Search code examples
pysparkdatabricksdelta-live-tables

DataBricks: Ingesting CSV data to a Delta Live Table in Python triggers "invalid characters in table name" error - how to set column mapping mode?


First off, can I just say that I am learning DataBricks at the time of writing this post, so I'd like simpler, cruder solutions as well as more sophisticated ones.

I am reading a CSV file like this:

df1 = spark.read.format("csv").option("header", True).load(path_to_csv_file)

Then I'm saving it as a Delta Live Table like this:

df1.write.format("delta").save("table_path")

The CSV headers have characters in them like space and & and /, and I get the error:

AnalysisException: Found invalid character(s) among " ,;{}()\n\t=" in the column names of your schema. Please enable column mapping by setting table property 'delta.columnMapping.mode' to 'name'. For more details, refer to https://docs.databricks.com/delta/delta-column-mapping.html Or you can use alias to rename it.

The documentation I've seen on the issue explains how to set the column mapping mode to 'name' AFTER a table has been created using ALTER TABLE, but does not explain how to set it at creation time, especially when using the DataFrame API as above. Is there a way to do this?

Is there a better way to get CSV into a new table?


UPDATE:

Reading the docs here and here, and inspired by Robert's answer, I tried this first:

spark.conf.set("spark.databricks.delta.defaults.columnMapping.mode", "name")

Still no luck, I get the same error. It's interesting how hard it is for a beginner to write a CSV file with spaces in its headers to a Delta Live Table


Solution

  • Thanks to Hemant on the Databricks community forum, I have found the answer.

    df1.write.format("delta").option("delta.columnMapping.mode", "name")
                             .option("path", "table_path").saveAsTable("new_table")
    

    Now I can either query it with SQL or load it into a Spark dataframe:

    SELECT * FROM new_table;
    
    delta_df = spark.read.format("delta").load("table_path")
    display(delta_df)
    

    SQL Way

    This method does the same thing but in SQL.

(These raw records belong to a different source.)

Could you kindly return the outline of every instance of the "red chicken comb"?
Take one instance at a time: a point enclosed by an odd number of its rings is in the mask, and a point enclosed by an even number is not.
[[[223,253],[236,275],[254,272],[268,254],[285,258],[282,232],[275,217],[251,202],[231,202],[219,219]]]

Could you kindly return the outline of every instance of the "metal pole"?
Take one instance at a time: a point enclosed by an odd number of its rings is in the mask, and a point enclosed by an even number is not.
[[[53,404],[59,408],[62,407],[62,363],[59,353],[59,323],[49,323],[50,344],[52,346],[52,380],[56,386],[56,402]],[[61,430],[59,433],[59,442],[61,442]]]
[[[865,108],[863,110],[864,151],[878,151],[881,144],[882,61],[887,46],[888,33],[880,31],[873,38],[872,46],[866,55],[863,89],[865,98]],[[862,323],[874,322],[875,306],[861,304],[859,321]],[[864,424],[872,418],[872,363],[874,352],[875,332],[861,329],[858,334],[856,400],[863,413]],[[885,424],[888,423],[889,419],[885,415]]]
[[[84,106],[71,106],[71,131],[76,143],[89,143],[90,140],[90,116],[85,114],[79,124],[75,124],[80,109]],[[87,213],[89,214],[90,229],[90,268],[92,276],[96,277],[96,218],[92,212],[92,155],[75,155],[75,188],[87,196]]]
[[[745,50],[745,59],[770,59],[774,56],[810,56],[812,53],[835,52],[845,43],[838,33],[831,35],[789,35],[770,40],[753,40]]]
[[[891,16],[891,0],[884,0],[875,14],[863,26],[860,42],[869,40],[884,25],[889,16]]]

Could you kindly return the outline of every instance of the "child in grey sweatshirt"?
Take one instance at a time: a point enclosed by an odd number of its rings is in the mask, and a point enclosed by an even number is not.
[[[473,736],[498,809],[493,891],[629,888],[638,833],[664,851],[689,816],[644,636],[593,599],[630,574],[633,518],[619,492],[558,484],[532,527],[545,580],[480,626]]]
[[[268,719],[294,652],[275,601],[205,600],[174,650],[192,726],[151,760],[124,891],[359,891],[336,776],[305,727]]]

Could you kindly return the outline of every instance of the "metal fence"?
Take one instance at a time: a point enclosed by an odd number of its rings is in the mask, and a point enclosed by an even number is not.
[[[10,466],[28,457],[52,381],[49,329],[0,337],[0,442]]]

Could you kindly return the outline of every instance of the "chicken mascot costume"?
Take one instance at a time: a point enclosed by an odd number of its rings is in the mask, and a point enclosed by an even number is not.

    First, create a CSV-backed table for your CSV file:

    CREATE TABLE table_csv
      USING CSV
      OPTIONS (path '/path/to/file.csv', 'header' 'true', 'mode' 'FAILFAST');
    

    Then create a Delta table using the CSV-backed table:

    CREATE TABLE delta_table
      USING DELTA
      TBLPROPERTIES ("delta.columnMapping.mode" = "name")
      AS SELECT * FROM table_csv;
    
    SELECT * FROM delta_table;
    

    I've verified that I get the same error as I did when using Python should I omit the TBLPROPERTIES statement.

    I guess the Python answer would be to use spark.sql and run this using Python, that way I could embed the CSV path variable in the SQL.